日本人は、歳と共にO脚になって膝関節が変形していく傾向が多く見られます。膝関節の変形にともない軟骨がすり減り骨同士が当たって痛みが出たり、滑膜が炎症を起こして水がたまったりします。これが変形性膝関節症です。痛みが出る、出ないは別にして、50代になる頃にはほとんどの人の膝関節は少しずつ変形が始まっていると考えられます。程度に差があるのですが、症状として出てくるのは60歳過ぎ、あるいは70歳くらいかもしれません。
膝関節の変形は加齢現象で、またヒトが立って生活している以上仕方がないことだと思います。加えて、若い時に半月板を傷めたことがある人は、痛みが多少早く出ることもあります。そして大きな誘因が体重です。重さに比例し膝の負担が増えるということです。

手術以外の方法はあるのですか?

大腿四頭筋

大腿四頭筋

膝が痛い場合は、痛み止めの内服薬や外用薬を出してもらったり、ヒアルロン酸の注射も有効でしょう。また、膝を守り支えている大事な筋肉が大腿四頭筋ですが、この筋肉がしっかりしていることと体重管理が、膝の症状があまり悪化せずに手術まで行く手前で何とか留まっていられるポイントです。このような治療を保存療法といいます。
筋力は効率よく鍛えなくてはなりませんから、毎日自宅で続けられるような運動を指導しています。しかし1週間頑張ったけれど、そのあとは全くやらなくなったというのでは全く効果はありませんから、簡単にできて継続できるような体操程度がお勧めです。
多くの人は保存療法を頑張って、膝の不具合と上手に付き合っているようです。いままでまじめに保存療法をしてこなかった人は、最低3カ月間はしっかり頑張って毎日運動を続けること。それでも痛みが改善しないで、膝もあまり伸びない曲がらないくらい進行している場合は、次の手を提案しています。

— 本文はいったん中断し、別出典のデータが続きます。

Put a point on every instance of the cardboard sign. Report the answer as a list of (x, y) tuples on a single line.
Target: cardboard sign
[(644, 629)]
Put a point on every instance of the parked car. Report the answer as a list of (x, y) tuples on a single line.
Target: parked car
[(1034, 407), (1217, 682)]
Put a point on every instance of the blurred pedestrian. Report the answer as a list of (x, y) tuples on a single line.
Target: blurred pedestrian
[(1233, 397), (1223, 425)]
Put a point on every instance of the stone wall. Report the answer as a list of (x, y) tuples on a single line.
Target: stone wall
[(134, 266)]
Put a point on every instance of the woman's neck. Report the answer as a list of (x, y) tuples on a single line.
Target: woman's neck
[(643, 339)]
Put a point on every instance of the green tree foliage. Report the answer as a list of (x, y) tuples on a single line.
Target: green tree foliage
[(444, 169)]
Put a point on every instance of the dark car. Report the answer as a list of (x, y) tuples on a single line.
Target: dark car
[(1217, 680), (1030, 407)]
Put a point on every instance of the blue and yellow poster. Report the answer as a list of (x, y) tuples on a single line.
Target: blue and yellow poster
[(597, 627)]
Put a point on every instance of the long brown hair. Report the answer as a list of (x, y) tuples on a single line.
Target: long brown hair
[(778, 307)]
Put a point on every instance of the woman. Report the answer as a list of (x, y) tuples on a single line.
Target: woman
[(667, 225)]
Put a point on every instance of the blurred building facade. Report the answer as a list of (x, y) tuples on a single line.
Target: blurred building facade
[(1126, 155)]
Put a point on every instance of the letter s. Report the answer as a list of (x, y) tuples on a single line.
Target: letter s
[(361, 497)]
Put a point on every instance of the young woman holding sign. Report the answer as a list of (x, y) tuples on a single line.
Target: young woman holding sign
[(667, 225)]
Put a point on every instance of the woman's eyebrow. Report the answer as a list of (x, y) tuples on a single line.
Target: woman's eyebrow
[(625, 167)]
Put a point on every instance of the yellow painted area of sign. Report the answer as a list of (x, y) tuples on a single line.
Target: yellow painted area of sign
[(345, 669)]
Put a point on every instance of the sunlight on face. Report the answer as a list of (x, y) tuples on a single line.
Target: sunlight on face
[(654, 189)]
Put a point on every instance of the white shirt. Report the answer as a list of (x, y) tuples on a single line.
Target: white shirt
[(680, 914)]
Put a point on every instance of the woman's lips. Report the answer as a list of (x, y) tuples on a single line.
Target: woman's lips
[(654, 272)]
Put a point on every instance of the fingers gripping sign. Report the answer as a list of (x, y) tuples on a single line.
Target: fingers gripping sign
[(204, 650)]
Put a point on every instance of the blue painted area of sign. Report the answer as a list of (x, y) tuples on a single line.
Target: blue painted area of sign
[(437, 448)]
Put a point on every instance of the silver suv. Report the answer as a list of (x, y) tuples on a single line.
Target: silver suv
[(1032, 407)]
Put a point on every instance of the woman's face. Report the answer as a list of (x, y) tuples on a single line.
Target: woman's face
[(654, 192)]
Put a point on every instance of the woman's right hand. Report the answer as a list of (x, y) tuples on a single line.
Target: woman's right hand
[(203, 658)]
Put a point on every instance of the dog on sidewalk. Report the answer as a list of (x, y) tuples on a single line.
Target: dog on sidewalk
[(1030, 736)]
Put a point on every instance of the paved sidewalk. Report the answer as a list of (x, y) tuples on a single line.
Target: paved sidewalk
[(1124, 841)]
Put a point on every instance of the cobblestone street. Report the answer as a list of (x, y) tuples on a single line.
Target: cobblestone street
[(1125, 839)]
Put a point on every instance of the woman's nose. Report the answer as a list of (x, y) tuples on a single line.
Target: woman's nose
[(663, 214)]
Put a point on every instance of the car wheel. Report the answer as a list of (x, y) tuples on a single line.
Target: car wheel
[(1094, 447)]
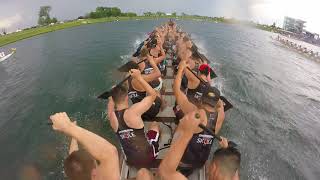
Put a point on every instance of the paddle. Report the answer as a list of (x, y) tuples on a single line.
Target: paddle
[(227, 104), (107, 94), (230, 143), (130, 65)]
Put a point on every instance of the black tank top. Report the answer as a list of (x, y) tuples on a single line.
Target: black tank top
[(134, 95), (133, 141), (199, 147), (147, 70), (194, 95)]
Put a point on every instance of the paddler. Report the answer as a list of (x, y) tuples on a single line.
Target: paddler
[(151, 74), (211, 111), (140, 149), (81, 164), (225, 164)]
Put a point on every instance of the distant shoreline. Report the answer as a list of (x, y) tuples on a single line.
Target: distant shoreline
[(24, 34)]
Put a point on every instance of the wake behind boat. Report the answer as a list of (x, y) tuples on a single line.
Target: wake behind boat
[(3, 56)]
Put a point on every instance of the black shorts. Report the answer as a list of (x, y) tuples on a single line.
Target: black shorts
[(147, 160), (153, 111)]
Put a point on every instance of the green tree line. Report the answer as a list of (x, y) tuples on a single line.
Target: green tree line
[(102, 12), (44, 16)]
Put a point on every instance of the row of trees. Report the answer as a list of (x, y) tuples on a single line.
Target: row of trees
[(102, 12), (44, 16)]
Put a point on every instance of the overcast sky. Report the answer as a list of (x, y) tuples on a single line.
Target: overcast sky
[(16, 14)]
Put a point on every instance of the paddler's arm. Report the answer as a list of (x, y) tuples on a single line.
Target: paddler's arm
[(156, 73), (220, 118), (96, 146), (193, 81), (160, 58), (74, 143), (181, 98), (142, 106), (112, 115), (187, 126)]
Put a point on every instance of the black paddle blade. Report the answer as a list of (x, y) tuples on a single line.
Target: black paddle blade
[(128, 66), (104, 95), (227, 104)]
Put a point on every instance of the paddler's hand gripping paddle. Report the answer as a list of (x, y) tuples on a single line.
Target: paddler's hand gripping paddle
[(230, 143), (227, 105)]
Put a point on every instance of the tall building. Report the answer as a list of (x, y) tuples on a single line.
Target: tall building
[(293, 25)]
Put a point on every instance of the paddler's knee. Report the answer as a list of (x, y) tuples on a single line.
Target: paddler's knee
[(144, 174), (154, 126)]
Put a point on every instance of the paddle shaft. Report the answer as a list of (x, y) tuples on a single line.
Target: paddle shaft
[(209, 131)]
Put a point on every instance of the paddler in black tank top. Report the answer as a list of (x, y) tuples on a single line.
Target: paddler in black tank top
[(211, 111), (157, 52), (140, 149), (151, 74)]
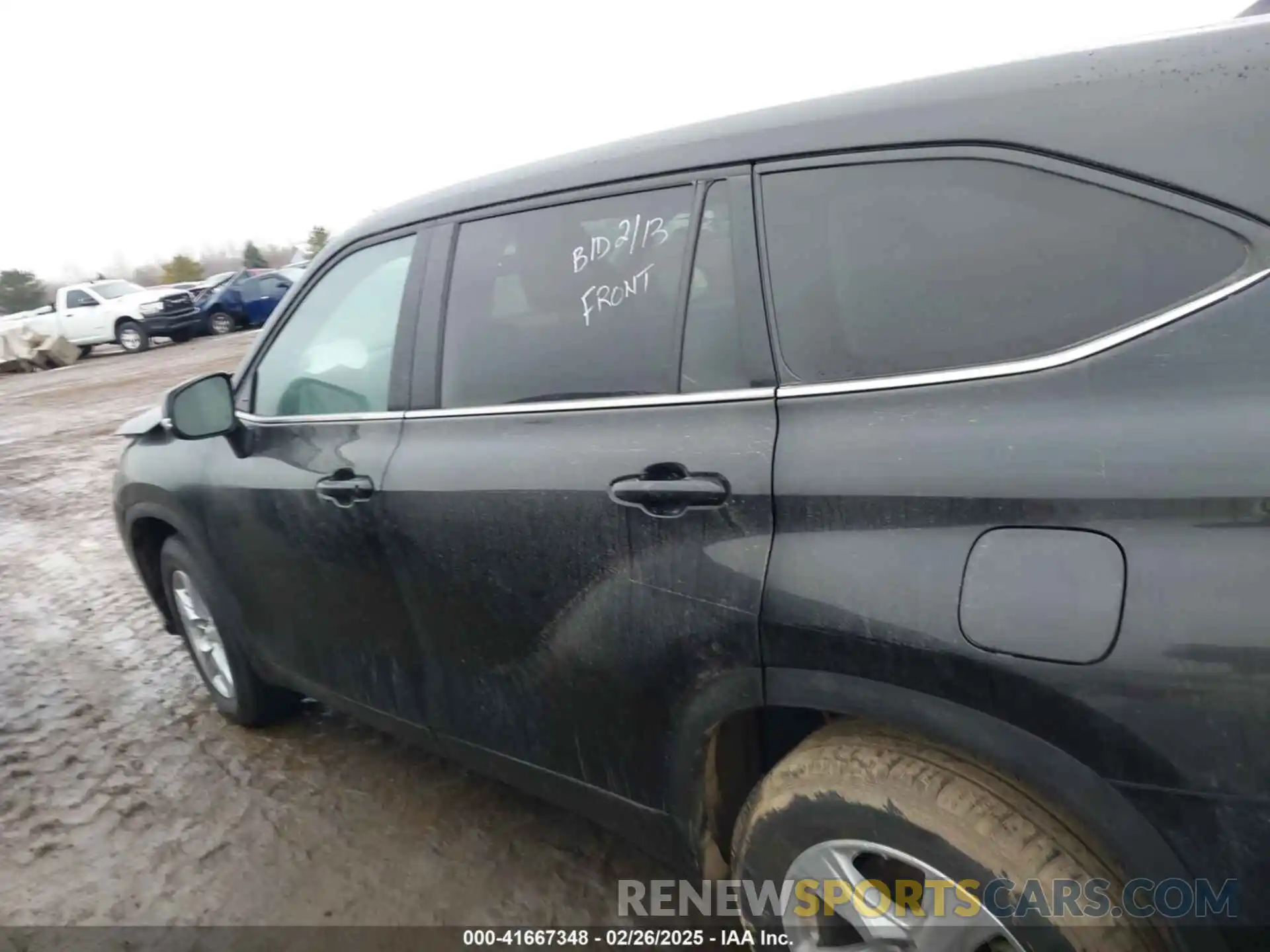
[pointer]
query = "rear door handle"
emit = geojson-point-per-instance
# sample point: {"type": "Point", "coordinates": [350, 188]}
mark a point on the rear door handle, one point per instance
{"type": "Point", "coordinates": [345, 488]}
{"type": "Point", "coordinates": [667, 491]}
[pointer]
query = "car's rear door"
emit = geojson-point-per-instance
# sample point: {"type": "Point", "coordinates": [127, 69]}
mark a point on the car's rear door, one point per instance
{"type": "Point", "coordinates": [581, 524]}
{"type": "Point", "coordinates": [292, 516]}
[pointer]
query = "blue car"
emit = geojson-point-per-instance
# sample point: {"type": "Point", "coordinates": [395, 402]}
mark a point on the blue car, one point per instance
{"type": "Point", "coordinates": [243, 299]}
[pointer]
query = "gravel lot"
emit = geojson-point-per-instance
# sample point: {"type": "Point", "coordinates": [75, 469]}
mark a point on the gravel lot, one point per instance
{"type": "Point", "coordinates": [124, 795]}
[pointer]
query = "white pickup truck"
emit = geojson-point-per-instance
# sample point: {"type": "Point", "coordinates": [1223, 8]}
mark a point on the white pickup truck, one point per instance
{"type": "Point", "coordinates": [114, 311]}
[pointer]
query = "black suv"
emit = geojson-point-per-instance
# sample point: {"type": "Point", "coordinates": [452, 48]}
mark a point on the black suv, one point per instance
{"type": "Point", "coordinates": [875, 488]}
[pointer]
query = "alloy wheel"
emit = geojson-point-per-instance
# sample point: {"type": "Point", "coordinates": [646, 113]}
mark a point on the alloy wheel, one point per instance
{"type": "Point", "coordinates": [205, 637]}
{"type": "Point", "coordinates": [873, 922]}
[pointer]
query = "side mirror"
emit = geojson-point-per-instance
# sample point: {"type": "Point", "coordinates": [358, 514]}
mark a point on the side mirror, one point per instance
{"type": "Point", "coordinates": [202, 408]}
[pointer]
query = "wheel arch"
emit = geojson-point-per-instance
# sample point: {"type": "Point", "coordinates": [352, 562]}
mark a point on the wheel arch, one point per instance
{"type": "Point", "coordinates": [146, 526]}
{"type": "Point", "coordinates": [716, 768]}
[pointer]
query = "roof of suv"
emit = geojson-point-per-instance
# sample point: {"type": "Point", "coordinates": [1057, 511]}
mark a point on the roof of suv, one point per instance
{"type": "Point", "coordinates": [1185, 110]}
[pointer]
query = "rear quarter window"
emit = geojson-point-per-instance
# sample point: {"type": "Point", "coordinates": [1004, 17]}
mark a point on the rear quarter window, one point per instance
{"type": "Point", "coordinates": [905, 267]}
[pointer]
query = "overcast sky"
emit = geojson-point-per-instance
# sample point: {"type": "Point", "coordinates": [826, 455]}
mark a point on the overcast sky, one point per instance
{"type": "Point", "coordinates": [134, 130]}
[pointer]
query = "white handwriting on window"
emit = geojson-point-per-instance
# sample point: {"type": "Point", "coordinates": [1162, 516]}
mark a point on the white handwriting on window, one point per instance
{"type": "Point", "coordinates": [613, 295]}
{"type": "Point", "coordinates": [629, 238]}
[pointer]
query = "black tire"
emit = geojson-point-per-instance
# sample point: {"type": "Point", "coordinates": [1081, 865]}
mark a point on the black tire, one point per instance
{"type": "Point", "coordinates": [255, 702]}
{"type": "Point", "coordinates": [857, 782]}
{"type": "Point", "coordinates": [220, 323]}
{"type": "Point", "coordinates": [131, 337]}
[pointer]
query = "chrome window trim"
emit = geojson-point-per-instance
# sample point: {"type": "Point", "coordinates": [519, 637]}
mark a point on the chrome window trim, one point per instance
{"type": "Point", "coordinates": [647, 400]}
{"type": "Point", "coordinates": [710, 397]}
{"type": "Point", "coordinates": [1031, 365]}
{"type": "Point", "coordinates": [318, 418]}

膝の痛みを我慢していると問題になることはありますか?

30分続けて歩けない、スーパーを一周するのがつらくて、途中で座り込まずにはいられなくなったなど日常生活の中で普段の動作ができなくなったら、手術を考えたほうがいいかもしれません。
膝の痛みも歳だから仕方がないと我慢してしまう人もいるかもしれません。今は動かさなければそれほど痛くならないからと、外出もしないで引きこもった生活を続けていると、心臓や肺も弱って介護が必要な状態になりやすいのです。変形性膝関節症は命に関わるような病気ではないけれど、要介護状態になる大きな原因にもなります。膝関節を治して運動機能が衰えないようにすることは、行き着くところ健康寿命のためにもなります。
そのため適切なタイミングで、手術できる人はしたほうがいいと思います。また全く歩けなくなるまで痛みを我慢してしまうと、手術をしたとしてもその後の回復が遅くなり、関節の拘縮が戻らなくなることもあるので、不安が出てきた段階で早めに専門医に相談して下さい。